While Tuggle was known for his onstage keyboard playing for Fleetwood Mac, he was best known for his performing and songwriting as keyboard player for Roth on the 1986/1987 Eat 'Em and Smile tour, the 1988 Skyscraper tour, the 1991 A Little Ain't Enough tour where he also has several co-writes on that album, and up to the 1994 Your Filthy Little Mouth tour. He continued to perform on various occasions with Roth until some point in 1996/1997. Tuggle also played keyboards, guitars and sang backing vocals for Fleetwood Mac on their live recording The Dance in May 1997 and the ensuing tour through the fall of 1997.
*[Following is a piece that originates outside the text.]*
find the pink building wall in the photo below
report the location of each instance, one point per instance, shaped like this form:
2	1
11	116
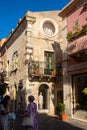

Scouting magazine's review of Roth's album Skyscraper, praised Tuggle's co-writing work on what it called the "best tunes" on the album. The review calls Tuggle and Roth's co-written song "Just Like Paradise" "...sexy, sassy, and memorable" and states that Tuggle's keyboard playing "...give[s] the music an extra dimension and make[s] "Paradise" the bounciest cut Roth's been involved in since "Jump"." Rick Springfield's book Late, Late at Night states that with his touring band, "Tim on guitar, Mike Siefret on bass, Brett Tuggle on keyboards", Springfield formed a "special camaraderie" with Tuggle on the road due to their shared interest in "illicit sex" with women.

==Death==
Brett Tuggle died on June 19, 2022, of complications related to cancer. He was 70 years old.